Amanda Garces is a member of the Vermont Coalition for Ethnic and Social Equity in Schools. She is also an immigrant from Colombia.

She said she was at the rally to talk about a 14-year-old girl who was crossing the Arizona border with Mexico when she died.

“It took three weeks for her remains to be found,” Garces said. “I am standing here for her and for the 7,000 migrants that have died crossing the border.”

Parts of the U.S. government are currently shut down over a dispute between Trump and Democrats in Congress over funding for a border wall between the U.S. and Mexico. Garces said she was also at Saturday’s rally because she is afraid that people may not have noticed the people who have died crossing the desert to get to the U.S. She said people may also not have noticed that parts of the border already have a wall and border patrol is destroying humanitarian aid for immigrants.

“I am afraid that you have not noticed that white supremacy walks around us,” she said.

But she said she remembers she can’t be afraid because there is a resistance to these things. She said every day people fight back against injustice and to save lives.
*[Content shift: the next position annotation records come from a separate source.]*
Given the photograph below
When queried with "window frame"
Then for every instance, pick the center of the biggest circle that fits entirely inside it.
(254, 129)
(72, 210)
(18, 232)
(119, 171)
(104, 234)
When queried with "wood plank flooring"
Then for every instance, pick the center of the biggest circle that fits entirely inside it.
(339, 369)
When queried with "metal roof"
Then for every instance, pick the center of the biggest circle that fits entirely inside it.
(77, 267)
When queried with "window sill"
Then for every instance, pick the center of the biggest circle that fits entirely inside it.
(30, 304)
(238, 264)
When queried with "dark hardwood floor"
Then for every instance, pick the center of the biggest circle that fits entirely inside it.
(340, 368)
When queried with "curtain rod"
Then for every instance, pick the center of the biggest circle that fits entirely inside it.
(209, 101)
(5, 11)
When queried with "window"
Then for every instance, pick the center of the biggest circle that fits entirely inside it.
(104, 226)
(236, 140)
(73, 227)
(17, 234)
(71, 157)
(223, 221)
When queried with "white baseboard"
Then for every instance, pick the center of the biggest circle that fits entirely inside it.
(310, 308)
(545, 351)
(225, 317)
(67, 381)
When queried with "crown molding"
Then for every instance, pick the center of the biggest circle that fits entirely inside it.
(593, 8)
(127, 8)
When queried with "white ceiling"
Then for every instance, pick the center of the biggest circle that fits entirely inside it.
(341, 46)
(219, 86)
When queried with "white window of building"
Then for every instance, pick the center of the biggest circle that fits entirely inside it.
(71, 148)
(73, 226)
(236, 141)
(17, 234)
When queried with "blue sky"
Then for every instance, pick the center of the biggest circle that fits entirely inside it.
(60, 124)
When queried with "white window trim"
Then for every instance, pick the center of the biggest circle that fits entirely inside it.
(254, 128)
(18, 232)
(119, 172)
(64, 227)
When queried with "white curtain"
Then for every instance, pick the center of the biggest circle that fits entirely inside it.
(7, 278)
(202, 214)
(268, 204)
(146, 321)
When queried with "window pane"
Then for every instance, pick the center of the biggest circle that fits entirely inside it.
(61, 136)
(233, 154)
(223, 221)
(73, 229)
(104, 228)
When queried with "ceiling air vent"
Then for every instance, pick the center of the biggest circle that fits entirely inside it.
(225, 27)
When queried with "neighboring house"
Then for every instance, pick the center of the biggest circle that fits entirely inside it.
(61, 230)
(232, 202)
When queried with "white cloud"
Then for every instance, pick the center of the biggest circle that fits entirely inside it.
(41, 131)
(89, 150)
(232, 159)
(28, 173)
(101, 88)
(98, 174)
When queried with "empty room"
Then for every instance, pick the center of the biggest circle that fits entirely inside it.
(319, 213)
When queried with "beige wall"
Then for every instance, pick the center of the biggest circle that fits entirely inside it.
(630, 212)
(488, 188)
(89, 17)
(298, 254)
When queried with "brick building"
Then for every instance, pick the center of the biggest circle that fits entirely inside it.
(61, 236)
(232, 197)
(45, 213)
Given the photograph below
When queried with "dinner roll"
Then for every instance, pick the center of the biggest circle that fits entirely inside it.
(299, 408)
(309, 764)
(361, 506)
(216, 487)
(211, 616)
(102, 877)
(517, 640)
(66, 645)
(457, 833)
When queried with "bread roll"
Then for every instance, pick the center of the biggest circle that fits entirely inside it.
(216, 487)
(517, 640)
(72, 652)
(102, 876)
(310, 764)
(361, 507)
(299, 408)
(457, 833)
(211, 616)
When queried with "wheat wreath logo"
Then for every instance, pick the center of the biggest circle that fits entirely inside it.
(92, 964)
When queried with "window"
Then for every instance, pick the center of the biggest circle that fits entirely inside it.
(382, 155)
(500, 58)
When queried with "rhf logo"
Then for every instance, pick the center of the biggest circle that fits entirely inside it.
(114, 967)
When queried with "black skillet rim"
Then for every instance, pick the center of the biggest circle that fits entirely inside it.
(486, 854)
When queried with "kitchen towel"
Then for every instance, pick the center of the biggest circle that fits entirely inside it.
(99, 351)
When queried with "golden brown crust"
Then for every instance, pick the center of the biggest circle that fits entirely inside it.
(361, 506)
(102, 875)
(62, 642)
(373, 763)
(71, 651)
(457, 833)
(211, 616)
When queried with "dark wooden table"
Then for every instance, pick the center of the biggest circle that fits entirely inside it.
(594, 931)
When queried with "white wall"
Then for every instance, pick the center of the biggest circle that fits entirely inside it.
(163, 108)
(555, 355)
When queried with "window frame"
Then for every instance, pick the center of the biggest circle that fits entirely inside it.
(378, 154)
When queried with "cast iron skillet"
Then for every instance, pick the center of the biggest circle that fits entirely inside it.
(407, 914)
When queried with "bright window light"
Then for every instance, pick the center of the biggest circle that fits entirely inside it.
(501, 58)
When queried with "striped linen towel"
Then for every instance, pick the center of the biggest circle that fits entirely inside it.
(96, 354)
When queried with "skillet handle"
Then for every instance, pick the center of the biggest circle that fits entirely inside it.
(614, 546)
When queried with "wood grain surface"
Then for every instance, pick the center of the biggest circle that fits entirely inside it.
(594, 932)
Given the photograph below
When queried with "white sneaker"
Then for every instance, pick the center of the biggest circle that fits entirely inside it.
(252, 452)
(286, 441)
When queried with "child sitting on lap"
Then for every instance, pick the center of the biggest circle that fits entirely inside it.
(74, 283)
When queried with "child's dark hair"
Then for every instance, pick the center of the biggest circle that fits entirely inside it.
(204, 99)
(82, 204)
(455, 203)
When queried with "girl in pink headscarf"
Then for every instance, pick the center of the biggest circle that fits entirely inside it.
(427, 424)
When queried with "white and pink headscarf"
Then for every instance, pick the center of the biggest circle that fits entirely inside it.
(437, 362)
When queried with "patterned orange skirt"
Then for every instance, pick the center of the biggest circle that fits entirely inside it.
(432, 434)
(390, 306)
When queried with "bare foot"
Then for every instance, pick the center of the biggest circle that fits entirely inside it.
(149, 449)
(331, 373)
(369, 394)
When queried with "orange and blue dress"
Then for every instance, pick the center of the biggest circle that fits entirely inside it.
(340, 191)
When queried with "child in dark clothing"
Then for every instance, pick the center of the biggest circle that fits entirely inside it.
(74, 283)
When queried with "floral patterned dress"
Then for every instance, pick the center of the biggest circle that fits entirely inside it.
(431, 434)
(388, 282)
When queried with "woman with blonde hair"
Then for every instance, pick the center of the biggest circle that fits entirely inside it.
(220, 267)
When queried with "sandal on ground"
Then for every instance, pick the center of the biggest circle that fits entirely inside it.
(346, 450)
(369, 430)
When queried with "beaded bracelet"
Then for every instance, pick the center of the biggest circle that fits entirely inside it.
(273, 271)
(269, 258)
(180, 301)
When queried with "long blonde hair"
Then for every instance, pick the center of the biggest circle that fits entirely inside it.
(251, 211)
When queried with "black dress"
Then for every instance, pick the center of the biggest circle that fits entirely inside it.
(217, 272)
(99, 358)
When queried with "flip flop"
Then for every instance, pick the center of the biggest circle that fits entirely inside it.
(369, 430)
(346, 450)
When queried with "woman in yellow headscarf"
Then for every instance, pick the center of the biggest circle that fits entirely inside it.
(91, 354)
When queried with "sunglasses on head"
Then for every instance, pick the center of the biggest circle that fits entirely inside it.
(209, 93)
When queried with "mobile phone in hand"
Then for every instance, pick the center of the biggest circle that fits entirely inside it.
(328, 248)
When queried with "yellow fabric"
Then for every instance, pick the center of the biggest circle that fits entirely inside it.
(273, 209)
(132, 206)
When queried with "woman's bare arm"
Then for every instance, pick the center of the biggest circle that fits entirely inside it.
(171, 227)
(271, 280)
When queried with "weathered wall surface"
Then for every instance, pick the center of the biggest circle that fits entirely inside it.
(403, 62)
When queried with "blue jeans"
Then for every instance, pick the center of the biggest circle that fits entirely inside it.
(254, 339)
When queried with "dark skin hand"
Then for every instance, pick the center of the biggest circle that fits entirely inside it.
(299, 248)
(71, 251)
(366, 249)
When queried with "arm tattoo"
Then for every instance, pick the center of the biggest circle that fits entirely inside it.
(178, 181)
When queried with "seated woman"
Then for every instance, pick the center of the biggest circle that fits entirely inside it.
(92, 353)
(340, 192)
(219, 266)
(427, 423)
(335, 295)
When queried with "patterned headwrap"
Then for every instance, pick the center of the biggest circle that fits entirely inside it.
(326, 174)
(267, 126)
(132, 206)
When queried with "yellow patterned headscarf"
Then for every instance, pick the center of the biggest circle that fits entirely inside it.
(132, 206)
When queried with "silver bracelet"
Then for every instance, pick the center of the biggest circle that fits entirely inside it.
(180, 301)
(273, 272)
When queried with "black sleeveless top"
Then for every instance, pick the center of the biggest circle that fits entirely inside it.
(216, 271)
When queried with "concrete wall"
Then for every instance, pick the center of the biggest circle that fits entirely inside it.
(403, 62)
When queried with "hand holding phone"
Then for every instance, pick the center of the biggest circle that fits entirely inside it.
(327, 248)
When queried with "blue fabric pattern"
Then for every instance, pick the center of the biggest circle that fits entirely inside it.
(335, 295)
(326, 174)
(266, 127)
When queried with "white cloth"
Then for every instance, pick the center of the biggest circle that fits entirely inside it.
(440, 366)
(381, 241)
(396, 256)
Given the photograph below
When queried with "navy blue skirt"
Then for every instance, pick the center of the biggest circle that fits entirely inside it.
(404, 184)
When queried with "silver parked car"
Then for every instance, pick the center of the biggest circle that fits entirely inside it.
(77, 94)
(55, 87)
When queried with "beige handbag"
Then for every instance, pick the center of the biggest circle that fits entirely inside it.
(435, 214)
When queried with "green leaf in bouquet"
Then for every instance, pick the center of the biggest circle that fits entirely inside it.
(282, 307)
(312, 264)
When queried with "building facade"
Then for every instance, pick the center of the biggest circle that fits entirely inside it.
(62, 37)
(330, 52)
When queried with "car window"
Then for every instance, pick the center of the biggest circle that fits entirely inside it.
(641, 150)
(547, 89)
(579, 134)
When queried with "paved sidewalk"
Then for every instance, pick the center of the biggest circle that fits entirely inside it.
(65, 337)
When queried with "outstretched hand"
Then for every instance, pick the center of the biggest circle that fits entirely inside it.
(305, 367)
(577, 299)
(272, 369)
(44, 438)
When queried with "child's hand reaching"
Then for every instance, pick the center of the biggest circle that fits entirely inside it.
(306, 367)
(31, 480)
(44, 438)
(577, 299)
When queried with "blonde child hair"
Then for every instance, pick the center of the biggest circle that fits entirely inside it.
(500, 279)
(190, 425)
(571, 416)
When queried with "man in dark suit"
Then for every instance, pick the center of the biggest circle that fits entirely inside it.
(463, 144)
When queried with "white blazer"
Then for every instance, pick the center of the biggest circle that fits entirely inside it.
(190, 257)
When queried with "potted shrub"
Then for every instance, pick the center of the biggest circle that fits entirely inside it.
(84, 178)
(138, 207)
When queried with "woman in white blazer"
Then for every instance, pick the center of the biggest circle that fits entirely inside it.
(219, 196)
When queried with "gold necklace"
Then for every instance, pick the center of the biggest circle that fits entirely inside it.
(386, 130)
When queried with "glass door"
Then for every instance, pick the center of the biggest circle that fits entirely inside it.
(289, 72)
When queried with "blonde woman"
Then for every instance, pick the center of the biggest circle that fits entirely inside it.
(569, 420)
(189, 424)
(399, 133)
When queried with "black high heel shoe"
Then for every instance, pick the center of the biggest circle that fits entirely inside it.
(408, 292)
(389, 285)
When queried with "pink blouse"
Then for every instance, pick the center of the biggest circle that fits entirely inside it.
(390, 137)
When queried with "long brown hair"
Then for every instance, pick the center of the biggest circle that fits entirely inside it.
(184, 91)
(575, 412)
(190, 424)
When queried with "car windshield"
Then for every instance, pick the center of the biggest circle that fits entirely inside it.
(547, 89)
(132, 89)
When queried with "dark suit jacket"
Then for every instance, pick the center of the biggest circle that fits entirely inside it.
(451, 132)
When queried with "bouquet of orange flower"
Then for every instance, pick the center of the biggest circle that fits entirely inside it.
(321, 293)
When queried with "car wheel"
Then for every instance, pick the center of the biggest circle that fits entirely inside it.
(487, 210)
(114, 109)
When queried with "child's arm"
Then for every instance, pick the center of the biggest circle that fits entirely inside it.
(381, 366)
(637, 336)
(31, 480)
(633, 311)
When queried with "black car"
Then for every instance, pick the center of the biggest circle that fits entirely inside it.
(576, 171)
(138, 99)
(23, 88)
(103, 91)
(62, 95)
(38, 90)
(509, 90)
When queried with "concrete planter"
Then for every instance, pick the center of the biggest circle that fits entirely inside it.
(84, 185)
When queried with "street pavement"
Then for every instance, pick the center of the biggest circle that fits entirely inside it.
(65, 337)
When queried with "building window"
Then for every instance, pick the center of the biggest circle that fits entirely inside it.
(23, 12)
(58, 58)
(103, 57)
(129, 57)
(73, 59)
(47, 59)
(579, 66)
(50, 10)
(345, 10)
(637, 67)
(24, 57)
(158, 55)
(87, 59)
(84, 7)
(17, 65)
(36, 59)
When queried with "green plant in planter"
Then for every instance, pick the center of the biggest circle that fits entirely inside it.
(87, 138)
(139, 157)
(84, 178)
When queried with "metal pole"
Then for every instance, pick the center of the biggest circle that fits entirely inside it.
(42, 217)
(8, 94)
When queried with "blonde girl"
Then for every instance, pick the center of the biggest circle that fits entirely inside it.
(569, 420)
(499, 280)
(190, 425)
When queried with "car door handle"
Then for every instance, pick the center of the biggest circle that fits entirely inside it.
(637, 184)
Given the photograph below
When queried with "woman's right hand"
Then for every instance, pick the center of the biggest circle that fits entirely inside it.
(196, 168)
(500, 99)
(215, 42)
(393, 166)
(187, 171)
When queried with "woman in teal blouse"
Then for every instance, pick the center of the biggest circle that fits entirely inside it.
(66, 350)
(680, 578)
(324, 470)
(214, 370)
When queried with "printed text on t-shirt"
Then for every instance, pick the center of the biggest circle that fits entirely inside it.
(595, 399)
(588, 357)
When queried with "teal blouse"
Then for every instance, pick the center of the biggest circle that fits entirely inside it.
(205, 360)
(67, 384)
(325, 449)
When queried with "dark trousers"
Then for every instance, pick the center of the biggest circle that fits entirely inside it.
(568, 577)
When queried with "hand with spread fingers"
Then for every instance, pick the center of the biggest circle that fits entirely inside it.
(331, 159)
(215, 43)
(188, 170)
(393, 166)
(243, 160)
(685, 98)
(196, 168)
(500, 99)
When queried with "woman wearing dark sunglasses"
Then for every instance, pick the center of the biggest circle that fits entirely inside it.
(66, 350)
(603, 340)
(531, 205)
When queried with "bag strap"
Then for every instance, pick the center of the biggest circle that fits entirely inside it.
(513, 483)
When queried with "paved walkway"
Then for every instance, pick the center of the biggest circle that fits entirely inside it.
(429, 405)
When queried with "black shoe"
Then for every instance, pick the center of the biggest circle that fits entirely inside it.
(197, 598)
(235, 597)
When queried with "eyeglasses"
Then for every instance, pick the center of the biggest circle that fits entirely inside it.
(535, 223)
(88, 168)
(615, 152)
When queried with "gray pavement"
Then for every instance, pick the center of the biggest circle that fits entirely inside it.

Melody Walker Brook, a member of the Abenaki tribe, said violence against indigenous women is at epidemic levels.

“And in this post-me too world, don’t forget about the original woman and what is being done to her on a daily basis,” Walker Brook said.

She said people often talk about historical trauma woven into people’s DNA, but she wasn’t going to play the victim Saturday. She said she has so much strength pumping into her which is much more powerful than sorrow.

“Though I will not let sorrow feed me, I will never tune out injustice,” she said.

Caroline Whiddon is the co-founder of the Me2 Orchestra in Vermont with a mission of erasing the stigma surrounding mental illness and addiction. Whiddon said studies show as many as one in four people will experience a mental illness in their lifetime.

“So I’m able to look out at all of you today and I know that many of you had to fight the effects of trauma, addiction, depression or anxiety just to get out of bed and be here. I want you to know that I appreciate your effort. I really do. I may not know exactly who you are, but I see you,” she told the crowd at Saturday’s rally.

Whiddon said she’s been diagnosed with depression and anxiety. She said those suffering from mental illness are never alone because there are many people feeling the same way they do.

She said mental illness is not a character flaw, and people she knows that live with mental illness and addiction are some of strongest people on the planet.

“And yet they often keep their illnesses secret because of the stigma and the discrimination that remain prevalent in our communities. Now being a woman with a mental illness or substance use disorder can mean living in secrecy. There’s long been a societal expectation that women not inconvenience anyone for long with our feelings of pain,” she said. “We’ve internalized the messages that we should be independent and self-reliant and we’re supposed to keep our houses in order. Heaven forbid we express our pain and risk being called emotional or hysterical. Trying to be everything to everyone while dealing with the stigma of mental illness and addiction puts a soul-crushing weight on us. And if you’re a woman of color or if you represent another marginalized community, that weight is even heavier and the stigma runs deeper.”

The lineup of speakers on Saturday also included: former state representative Kiah Morris, of Bennington, an African-American who previously resigned her elected post due to racially motivated harassment of her and her family; Beverly Little Thunder, of the Standing Rock Lakotas, expressing the views of Native Americans; and black liberation and environmental justice advocate Freweyni Adugnia.